Hudson Taylor’s methods in China for evangelizing came under scorn by the Western community. His Chinese dress annoyed them the most. How foolish the pride of man! He had labored more abundantly than they all, yet he was the most criticized. They attacked him and his coworkers, looted and burned their homes; all this added to “the endurance” by Mrs. Taylor with her children. Their story is one of remarkable courage. The British Navy, hearing of their problems, intervened with protest to the Chinese Authorities. This produced an excuse for the infiltration of the Communist regime.
Possibly the worst of all trials was the perverted stories, circulated by critics in their native country, England. However, George Mueller of Bristol, England, that Christ-like servant of the Lord, refused to believe the distorted stories about them. How cruel humans can be! George Mueller continued to contribute $10,000.00 to Hudson annually, which made up for the support that stopped. Hudson Taylor became so depressed and exhausted that only his wife’s love stood between him and total despair!

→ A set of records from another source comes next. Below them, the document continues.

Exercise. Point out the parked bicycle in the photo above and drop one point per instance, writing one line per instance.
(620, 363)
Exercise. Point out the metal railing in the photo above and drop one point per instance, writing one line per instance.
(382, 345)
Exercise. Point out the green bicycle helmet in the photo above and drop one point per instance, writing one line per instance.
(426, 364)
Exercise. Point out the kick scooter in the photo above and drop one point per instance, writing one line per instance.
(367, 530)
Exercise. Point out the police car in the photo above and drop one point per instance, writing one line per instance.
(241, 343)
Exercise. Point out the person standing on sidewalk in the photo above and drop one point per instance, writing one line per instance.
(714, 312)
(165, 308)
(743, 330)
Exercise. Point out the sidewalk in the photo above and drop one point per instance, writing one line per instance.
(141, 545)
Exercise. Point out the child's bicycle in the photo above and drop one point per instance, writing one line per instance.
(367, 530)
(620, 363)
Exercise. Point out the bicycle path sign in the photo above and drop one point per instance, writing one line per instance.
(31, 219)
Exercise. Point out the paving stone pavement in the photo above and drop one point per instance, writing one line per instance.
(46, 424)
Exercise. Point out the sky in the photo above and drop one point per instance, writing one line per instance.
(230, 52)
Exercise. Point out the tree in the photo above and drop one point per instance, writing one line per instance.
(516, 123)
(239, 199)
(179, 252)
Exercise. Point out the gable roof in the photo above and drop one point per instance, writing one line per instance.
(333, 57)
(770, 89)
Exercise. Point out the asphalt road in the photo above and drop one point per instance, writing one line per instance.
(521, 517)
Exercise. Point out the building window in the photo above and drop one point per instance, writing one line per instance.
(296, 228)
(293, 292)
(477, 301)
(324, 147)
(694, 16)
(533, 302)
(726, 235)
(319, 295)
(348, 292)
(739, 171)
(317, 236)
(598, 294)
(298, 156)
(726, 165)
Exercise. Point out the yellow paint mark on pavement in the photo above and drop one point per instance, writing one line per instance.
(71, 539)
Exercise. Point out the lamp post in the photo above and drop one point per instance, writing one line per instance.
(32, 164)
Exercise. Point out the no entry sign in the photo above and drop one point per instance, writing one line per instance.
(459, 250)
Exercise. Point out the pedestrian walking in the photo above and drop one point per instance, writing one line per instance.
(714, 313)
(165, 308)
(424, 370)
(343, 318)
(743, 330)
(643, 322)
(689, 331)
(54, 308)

It finally dawned upon him while reading a missionary friend’s letter: “I have striven in vain to abide in Him; I’ll strive no more, for has He not promised to abide with me, never to leave me, never to fail me?” He entered from that moment into what he called an “Exchanged Life,” where the work of the Lord was no longer done in his own strength.
In 1870 the Taylors made the heart-rending decision that some of their children should return to England, leaving only baby Charles with them. Before parting with them, one died on the boat on the Yangtze River. They wept as they said farewell to the others. Little did Mrs. Taylor know then how wise the decision would be, for she died fours months later. She was only 33, gallant and devoted, a tower of strength to her husband. She was one of the most heroic wives in Christian history. We must never forget that there are “women of faith” as well as men (Hebrews 11). Many will rise and call her blessed on resurrection morning. The next year Hudson himself had a breakdown and returned to England to recuperate. They suffered much persecution, opposition, and severe trials, but faith conquered all. They sowed much but also reaped a harvest. What China owes to Hudson Taylor will not be fully known until the Judgment Seat of Christ.
Eventually Hudson Taylor re-married, and with his new wife continued his labors for China. In April 1884, he wrote a friend, “We have 87 cents and all the promises of God.” In June he received a letter from an unknown friend in England with $4000.00 marked for the extension of his work into new, untouched provinces. What a cheer to this tireless soldier of the Cross!
Hudson Taylor had tremendous accomplishments during his 51 years of service. The following record speaks for itself.
1. He witnessed 100 missionaries land in China in 1881 to spread the gospel of Jesus Christ.
2. At the end of 1883 another 70 arrived in China, which included the Cambridge Seven. The Cambridge Seven were educated in Cambridge University, England. They heard the call to China, and left all to follow Christ. The renowned C.T. Studd was among this group.
3. When Hudson Taylor left China there were 225 missionaries, 59 churches, and 1,665 members.
4. Hudson Taylor called for 100 new missionaries to evangelize China from East to West. He screened 600, and 102 went to China.
5. His faith in God to supply all needs to advance the missionary work was amazing. On one occasion, he asked God for $50,000 and received $105,000.
6. At the Moody’s Northfield Conference in Chicago (1888) his ministry resulted in 14 committing themselves to go to China with him. What power and influence in one Spirit-filled message!
He returned to England with ill health and was brought to the very doors of death by the terrible news of the Boxer Rebellion in May 1890. The disruption of the work and the murder of hundreds of missionaries along with native Christians caused him to say, “I cannot read, I cannot pray, I can scarcely think… but I can trust.” “What time I am afraid, I will trust in Thee” (Psa 56:3).
In the year 1905 he took his 11th trip to China and visited the scenes of his labors. He spoke to Christians, and visited the site for a new hospital. He was to speak at a reception given in his honor, but he died suddenly before this event and went swiftly to the land where trials and troubles are forever past. His precious remains were laid to rest beside his beloved Maria in China, waiting the day of resurrection and reward. The rest of the story concerning Hudson Taylor is in heaven’s records. In the year 2003, who will hear the challenge and take up the cross and follow Christ?